How the Decline in Corporate Earnings Alters Valuations
From FY21‑24, corporate earnings surged at a 24% CAGR, but FY25 saw that momentum tumble to a modest 5% gain. The slowdown stems from three factors:
- AI‑driven hype in 2025 inflated valuations, creating a correction in 2026.
- Foreign Institutional Investors (FIIs) dumped $18 billion, forcing prices lower.
- Higher input costs and tighter credit conditions after the RBI’s rate cuts faded.

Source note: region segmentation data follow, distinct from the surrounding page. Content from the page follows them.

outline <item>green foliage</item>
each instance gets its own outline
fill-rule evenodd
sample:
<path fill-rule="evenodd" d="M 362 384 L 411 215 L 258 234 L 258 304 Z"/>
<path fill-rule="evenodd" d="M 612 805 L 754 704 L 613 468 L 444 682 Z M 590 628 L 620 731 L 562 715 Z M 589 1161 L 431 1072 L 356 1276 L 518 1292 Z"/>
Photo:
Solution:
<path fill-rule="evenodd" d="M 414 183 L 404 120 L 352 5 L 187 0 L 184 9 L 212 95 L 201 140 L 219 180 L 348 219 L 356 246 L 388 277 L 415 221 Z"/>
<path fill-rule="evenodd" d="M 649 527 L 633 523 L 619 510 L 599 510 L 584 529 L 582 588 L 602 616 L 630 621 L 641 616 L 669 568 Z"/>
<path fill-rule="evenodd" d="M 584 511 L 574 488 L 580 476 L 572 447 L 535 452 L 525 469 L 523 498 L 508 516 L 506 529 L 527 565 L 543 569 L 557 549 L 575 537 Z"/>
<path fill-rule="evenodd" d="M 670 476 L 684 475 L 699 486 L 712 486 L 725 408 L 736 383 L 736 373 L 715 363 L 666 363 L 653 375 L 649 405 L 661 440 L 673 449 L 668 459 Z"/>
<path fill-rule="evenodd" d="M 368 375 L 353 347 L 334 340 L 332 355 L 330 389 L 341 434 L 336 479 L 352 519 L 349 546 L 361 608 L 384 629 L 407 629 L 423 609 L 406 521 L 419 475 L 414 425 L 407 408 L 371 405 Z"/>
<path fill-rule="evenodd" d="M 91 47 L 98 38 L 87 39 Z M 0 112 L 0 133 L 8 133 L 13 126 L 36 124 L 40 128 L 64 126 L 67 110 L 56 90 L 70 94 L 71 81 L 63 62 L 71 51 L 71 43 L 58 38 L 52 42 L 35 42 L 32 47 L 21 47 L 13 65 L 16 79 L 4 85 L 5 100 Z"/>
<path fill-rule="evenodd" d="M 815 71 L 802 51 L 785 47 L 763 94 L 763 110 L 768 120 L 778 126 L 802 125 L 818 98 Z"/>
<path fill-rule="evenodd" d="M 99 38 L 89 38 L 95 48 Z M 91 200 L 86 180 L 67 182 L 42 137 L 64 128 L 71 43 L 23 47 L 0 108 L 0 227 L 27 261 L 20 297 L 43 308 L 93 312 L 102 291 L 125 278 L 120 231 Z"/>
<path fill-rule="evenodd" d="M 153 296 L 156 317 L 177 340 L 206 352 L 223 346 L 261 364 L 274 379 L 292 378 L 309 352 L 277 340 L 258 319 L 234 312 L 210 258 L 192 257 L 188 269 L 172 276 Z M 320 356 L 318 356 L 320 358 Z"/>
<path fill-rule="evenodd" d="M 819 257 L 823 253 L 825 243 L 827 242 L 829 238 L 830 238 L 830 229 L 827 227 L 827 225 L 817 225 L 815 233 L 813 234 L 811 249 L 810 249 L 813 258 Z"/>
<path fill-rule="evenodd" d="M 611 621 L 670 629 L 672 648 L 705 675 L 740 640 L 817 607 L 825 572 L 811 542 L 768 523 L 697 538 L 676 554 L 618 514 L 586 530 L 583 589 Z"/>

Result: market multiples are now at historically elevated levels, leaving little room for error. Investors should scrutinize earnings quality, free‑cash‑flow conversion, and balance‑sheet health before chasing growth stories.
What the Defense and Infrastructure Spend Means for Sector Plays
Geopolitical tension and the lingering “Operation Sindoor” scenario push the defense outlay up by more than 20% in the upcoming budget. This translates into a clear tailwind for Indian defence manufacturers, aerospace firms, and ancillary suppliers. Simultaneously, the government pledges to sustain public capex despite revenue constraints, benefitting infrastructure developers, construction conglomerates, and renewable‑energy players.
Historically, a defense‑spend boost of this magnitude has lifted the NIFTY Defence Index by 12‑15% over the subsequent 12‑18 months. Infrastructure projects, especially those linked to highways and ports, have shown a 9% rally in the same window.
Tax Relief Prospects: Reality Check for Investors
Calls for broader tax relief are echoing across the market, but the budget’s fiscal reality limits what the Finance Minister can deliver. The 2025 increase of the personal income‑tax exemption to ₹12 lakh already shelters earnings up to five times the per‑capita income (₹2.4 lakh). Further hikes would erode the progressive tax base.
Corporate tax rates remain unchanged, and the long‑term capital gains (LTCG) tax, set at 12.5% across asset classes, is unlikely to be abolished. The only plausible tweak is raising the LTCG exemption ceiling above the current ₹1.25 lakh, which would modestly improve after‑tax returns for high‑net‑worth investors.
Because eliminating LTCG for FIIs would require scrapping the tax entirely—a politically sensitive move—investors should temper expectations of a sweeping tax‑relief package.
Fiscal Discipline and Debt Targets: Long‑Term Implications
The NDA government has trimmed the fiscal deficit from 9.2% of GDP in FY21 to 4.5% in FY25. The FY27 target of 4.3% signals continuity, but the real shift arrives when the metric changes from deficit‑to‑GDP to debt‑to‑GDP. The stated goal: bring debt‑to‑GDP from 55.5% down to 50% by 2030.
This transition implies a tighter fiscal envelope for discretionary spending, but it also signals to sovereign‑rating agencies that the debt trajectory is under control—potentially stabilising India’s credit rating and lowering sovereign yields.
Investor Playbook: Bull vs. Bear Cases
Bull Case: If the budget delivers a credible defense‑spend surge, sustains public capex, and keeps fiscal consolidation on track, sector‑specific ETFs (defence, infrastructure, renewable energy) could outpace the broader market by 8‑10% over the next 12 months. A modest rise in the LTCG exemption ceiling would add a small tax‑efficiency boost for high‑income investors.
Bear Case: Should corporate earnings continue to falter, valuations stay stretched, and tax relief remain flat, equity markets could face a correction of 12‑15% as risk‑averse capital re‑allocates to global safe‑haven assets. The lingering US‑India trade impasse and persistent 50% US tariffs could further dent export‑driven sectors.
Bottom line: Align your exposure to the budget’s clear winners—defence, infrastructure, and selective growth‑oriented stocks—while maintaining a defensive cushion (short‑duration bonds or cash) to weather any post‑budget volatility.